Spierbundels: Onderdeel van een spier. Ze zijn elk omgeven door een laag bindweefsel en
bestaat uit spiervezels.
Motorische eenheid: Eén motorisch neuron samen met alle spiervezels die via motorische
eindplaatjes in verbinding staan met een neuron.
bestaan uit het eiwit myosine. De actine- en myosinefilamenten liggen in een regelmatig
patroon gerangschikt in sarcomeren.
Myoglobine: Eiwit dat zuurstof bindt en deze komt voor in skeletspieren. Dient als
reservevoorraad.
Verzuring: Melkzuur ontstaat wanneer ook myoglobine niet genoeg zuurstof kan leveren en
er dus afbraak van glucose moet plaatsvinden zonder zuurstof. Dit melkzuur veroorzaakt
een daling van de pH in de spier, vandaar verzuring. Hierdoor wordt extra zuurstof
onttrokken aan bloed en myoglobine.
Spierspoeltjes: Bevinden zich tussen de spiervezels en spelen een rol bij het ontstaan van
de reflexen. Deze worden namelijk geprikkeld bij de uitrekking van een spier. De uiteinden
van een spierspoeltje kunnen samentrekken. Wanneer een spier rekt, rekt spierspoeltje
mee. Deze informatie wordt via een sensorisch neuron doorgegeven aan het centrale
zenuwstelsel. Ondertussen gaat een ander impuls naar de spiervezels in het spierspoeltje.

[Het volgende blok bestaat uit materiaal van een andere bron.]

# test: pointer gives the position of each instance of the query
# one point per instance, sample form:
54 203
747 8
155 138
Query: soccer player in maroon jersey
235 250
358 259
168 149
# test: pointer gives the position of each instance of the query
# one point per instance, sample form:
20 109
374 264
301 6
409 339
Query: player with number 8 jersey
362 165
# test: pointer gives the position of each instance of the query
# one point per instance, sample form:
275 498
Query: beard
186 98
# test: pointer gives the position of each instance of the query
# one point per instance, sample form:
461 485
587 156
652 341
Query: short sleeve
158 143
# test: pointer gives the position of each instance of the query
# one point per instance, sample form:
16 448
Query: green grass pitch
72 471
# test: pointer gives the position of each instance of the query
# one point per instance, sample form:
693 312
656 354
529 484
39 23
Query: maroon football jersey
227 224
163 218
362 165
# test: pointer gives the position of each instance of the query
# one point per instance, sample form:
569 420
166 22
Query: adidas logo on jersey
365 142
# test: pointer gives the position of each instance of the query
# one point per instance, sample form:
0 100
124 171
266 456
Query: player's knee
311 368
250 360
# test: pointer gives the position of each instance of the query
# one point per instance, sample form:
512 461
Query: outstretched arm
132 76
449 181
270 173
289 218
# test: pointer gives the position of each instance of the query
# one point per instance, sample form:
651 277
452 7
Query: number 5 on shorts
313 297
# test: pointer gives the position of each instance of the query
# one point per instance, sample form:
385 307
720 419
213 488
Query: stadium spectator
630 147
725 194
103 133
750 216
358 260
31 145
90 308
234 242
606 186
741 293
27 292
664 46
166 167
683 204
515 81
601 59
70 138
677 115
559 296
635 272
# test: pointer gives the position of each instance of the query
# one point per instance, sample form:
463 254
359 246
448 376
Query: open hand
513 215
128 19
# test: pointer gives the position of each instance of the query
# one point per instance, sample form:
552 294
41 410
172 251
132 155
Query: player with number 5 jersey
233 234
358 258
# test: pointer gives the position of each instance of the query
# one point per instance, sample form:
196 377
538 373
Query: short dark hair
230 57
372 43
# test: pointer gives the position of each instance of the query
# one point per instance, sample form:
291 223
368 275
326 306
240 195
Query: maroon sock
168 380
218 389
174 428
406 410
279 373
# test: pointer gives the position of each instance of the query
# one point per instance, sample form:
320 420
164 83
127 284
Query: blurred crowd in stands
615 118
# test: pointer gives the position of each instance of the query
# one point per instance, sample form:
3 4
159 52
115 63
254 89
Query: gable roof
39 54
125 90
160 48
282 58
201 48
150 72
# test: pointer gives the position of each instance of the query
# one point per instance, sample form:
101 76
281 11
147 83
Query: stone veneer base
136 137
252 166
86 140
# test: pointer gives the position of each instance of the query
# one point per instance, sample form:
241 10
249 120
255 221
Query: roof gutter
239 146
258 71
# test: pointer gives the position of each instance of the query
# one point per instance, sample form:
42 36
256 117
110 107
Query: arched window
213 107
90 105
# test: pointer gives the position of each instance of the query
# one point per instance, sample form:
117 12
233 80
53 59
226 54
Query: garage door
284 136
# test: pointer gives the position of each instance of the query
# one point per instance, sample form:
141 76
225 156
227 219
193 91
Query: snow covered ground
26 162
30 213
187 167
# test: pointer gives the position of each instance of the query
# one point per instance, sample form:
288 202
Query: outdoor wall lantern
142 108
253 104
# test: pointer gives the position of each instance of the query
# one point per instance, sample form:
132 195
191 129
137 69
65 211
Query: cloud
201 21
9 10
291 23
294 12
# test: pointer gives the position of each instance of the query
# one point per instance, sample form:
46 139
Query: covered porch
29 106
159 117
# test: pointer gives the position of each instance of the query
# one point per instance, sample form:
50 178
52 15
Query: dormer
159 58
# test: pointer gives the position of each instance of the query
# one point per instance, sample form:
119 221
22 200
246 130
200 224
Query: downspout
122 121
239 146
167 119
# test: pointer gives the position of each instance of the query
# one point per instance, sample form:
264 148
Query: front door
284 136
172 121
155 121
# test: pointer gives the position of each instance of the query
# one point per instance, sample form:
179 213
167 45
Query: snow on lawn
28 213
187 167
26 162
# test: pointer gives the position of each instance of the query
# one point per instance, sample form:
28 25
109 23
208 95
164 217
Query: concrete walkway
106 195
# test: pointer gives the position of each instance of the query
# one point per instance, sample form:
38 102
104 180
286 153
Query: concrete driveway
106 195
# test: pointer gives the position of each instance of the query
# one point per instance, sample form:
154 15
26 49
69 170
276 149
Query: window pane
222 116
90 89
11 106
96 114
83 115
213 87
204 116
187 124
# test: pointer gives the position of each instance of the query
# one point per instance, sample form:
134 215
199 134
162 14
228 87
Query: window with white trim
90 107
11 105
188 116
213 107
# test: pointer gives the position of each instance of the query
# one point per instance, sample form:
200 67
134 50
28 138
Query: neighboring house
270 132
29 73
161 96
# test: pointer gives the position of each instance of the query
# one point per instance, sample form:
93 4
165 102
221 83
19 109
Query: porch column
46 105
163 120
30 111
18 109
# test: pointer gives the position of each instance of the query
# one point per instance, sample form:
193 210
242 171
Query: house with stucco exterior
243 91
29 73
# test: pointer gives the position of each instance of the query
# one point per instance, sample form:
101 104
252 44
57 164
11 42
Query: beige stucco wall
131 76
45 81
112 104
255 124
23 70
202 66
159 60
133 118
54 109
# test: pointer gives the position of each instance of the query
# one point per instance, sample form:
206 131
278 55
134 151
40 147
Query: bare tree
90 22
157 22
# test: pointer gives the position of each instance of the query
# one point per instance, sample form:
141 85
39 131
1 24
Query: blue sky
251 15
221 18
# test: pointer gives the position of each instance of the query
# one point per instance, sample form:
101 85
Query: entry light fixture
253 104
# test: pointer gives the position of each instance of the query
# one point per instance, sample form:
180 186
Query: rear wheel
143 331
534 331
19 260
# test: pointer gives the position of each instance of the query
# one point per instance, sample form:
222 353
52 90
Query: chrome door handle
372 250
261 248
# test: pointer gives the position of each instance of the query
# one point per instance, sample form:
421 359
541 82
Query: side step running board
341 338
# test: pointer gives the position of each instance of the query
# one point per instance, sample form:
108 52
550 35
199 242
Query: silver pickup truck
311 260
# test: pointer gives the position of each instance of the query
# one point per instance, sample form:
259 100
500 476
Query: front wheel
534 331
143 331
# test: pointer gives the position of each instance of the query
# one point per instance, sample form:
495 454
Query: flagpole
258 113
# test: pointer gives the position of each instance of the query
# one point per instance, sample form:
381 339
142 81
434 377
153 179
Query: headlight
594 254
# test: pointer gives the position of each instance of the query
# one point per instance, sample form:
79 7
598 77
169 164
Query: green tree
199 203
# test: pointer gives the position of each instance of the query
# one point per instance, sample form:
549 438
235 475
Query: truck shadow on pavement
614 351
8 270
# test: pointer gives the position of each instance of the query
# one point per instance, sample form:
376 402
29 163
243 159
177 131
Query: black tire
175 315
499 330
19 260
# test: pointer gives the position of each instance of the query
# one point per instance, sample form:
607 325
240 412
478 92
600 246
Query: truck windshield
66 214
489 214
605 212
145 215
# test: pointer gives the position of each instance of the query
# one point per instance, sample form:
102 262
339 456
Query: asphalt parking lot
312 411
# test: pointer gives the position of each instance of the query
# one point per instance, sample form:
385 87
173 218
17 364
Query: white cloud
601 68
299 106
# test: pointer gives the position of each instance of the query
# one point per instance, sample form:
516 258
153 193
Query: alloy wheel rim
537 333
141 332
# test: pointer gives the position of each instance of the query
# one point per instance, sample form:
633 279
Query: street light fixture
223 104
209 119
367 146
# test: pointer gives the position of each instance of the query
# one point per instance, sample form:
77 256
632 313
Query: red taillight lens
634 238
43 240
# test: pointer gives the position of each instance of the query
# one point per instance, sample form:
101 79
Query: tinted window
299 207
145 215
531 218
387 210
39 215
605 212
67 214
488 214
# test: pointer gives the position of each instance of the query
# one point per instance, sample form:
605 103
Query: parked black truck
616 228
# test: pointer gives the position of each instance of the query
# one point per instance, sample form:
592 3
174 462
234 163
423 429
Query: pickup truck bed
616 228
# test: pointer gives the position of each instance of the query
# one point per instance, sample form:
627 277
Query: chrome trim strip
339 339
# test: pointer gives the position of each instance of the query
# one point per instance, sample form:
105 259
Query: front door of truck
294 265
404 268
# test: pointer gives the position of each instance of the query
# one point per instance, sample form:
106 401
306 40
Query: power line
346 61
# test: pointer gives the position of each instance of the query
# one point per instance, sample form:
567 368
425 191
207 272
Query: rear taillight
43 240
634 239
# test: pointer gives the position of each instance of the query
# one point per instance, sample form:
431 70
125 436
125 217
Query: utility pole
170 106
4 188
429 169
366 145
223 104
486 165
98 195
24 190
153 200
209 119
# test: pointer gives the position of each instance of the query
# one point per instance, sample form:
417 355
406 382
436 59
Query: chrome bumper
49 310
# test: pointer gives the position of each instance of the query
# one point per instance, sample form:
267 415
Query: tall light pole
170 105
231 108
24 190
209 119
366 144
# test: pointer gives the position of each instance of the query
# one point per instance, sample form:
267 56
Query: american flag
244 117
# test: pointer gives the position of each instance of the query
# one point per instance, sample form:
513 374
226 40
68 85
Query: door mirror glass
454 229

Spiervezels trekken samen en het spierspoeltje wordt weer op spanning gebracht om
nieuwe rek op de spier te kunnen waarnemen.
Krachttraining: Training waardoor spieren meer spiercellen krijgen en het aantal filamenten
in de myofibrillen neemt toe. De spieren worden zwaarder.

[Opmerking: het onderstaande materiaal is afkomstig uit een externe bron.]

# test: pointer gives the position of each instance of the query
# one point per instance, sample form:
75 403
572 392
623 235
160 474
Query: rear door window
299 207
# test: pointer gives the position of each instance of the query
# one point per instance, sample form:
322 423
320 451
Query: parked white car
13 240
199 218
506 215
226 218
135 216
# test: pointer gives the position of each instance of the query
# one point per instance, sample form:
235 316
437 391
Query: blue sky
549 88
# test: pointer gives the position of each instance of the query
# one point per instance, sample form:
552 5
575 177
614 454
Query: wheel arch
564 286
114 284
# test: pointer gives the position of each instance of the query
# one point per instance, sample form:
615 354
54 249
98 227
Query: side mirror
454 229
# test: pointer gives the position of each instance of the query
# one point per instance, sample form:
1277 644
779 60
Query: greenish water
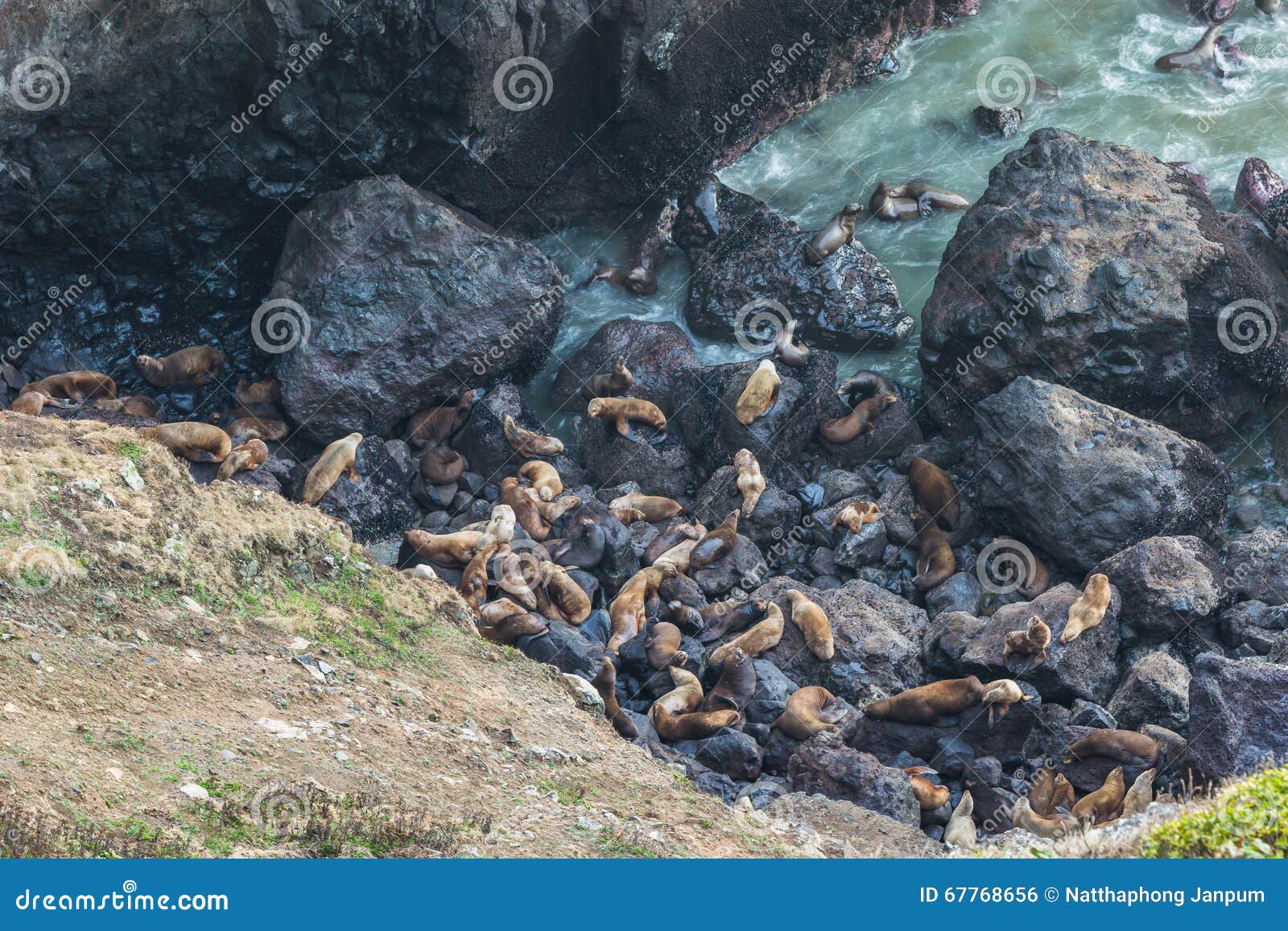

Cooling-down: Je zorgt ervoor dat je lichaam na het sporten weer tot rust komt en goed
kan herstellen. Hartslag gaat geleidelijk weer omlaag. Bloedcirculatie past zich weer aan,
zodat er ook weer meer bloed gaat naar andere lichaamsdelen.
P-waarde: Kan worden berekend met behulp van een statistische toets. Dit is de kans dat er
geen verschil is tussen de proefgroep en de controlegroep. Als de p-waarde klein is, spreek
je van een significant verschil tussen de onderzochte groepen. Gebruikelijk is een p-
waarde van 0,05 of lager als een significant verschil te beschouwen. Dan is er een kans van
5% of minder dat het verschil tussen de onderzochte groepen op toeval berust.

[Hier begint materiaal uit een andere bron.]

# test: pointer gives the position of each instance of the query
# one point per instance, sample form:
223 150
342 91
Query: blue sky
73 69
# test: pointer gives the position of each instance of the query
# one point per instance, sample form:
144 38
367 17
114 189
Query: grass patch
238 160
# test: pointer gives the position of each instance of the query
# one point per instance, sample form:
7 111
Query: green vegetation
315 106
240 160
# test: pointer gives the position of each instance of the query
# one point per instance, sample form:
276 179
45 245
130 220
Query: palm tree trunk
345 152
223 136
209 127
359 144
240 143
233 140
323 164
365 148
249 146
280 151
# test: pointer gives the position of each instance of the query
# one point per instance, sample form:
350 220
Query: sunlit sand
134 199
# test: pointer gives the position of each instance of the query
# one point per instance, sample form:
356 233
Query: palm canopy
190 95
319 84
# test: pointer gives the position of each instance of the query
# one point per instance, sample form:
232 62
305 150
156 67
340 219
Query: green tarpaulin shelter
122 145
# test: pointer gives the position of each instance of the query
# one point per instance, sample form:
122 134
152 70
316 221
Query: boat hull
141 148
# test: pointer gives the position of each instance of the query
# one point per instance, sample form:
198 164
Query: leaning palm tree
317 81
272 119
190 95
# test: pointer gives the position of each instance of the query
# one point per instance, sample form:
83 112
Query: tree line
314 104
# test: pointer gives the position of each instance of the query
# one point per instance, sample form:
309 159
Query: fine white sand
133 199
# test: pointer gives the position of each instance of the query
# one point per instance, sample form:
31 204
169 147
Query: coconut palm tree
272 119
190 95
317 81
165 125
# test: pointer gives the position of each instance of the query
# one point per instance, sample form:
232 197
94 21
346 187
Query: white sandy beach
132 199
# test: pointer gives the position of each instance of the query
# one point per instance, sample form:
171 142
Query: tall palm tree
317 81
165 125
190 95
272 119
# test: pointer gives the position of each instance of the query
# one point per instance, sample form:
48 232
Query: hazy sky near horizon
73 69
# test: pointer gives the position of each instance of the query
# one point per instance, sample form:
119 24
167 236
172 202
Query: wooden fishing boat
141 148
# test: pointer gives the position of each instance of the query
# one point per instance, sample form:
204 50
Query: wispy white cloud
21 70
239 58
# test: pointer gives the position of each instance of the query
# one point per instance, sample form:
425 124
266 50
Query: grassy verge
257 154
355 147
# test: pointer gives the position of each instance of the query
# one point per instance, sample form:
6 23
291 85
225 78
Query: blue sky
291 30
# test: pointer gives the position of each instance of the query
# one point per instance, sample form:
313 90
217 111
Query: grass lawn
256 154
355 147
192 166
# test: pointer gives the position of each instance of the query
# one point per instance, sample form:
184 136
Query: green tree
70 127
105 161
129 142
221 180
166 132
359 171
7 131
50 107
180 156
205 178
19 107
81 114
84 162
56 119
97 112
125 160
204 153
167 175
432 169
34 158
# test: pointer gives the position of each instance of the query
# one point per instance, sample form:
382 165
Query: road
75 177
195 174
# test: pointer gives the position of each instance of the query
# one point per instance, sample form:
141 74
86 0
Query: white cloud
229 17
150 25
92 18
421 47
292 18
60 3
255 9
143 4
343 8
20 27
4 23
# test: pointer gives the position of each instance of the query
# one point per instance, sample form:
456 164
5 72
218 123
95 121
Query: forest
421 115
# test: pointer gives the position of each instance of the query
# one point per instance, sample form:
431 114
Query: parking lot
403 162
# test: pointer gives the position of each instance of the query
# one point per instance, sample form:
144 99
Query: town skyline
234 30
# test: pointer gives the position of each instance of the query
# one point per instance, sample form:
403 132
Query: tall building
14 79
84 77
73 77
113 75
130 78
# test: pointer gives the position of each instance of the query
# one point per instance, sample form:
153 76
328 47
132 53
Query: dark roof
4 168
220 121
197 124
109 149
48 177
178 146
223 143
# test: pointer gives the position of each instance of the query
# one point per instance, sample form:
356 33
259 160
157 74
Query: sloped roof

Een statistische toets die een p-waarde van 0,01 of kleiner oplevert, geeft een zeer
significant verschil aan. De onzekerheid is dan erg klein dat het verschil op toeval berust en
de waarschijnlijkheid is groot dat er een verschil bestaat dat niet op toeval berust.
Betrouwbaar onderzoek: Wanneer het (zo veel mogelijk) dezelfde resultaten oplevert als
het enkele keren wordt herhaald.
Valide onderzoek: Wanneer een onderzoek zo min mogelijk systematische fouten bevat.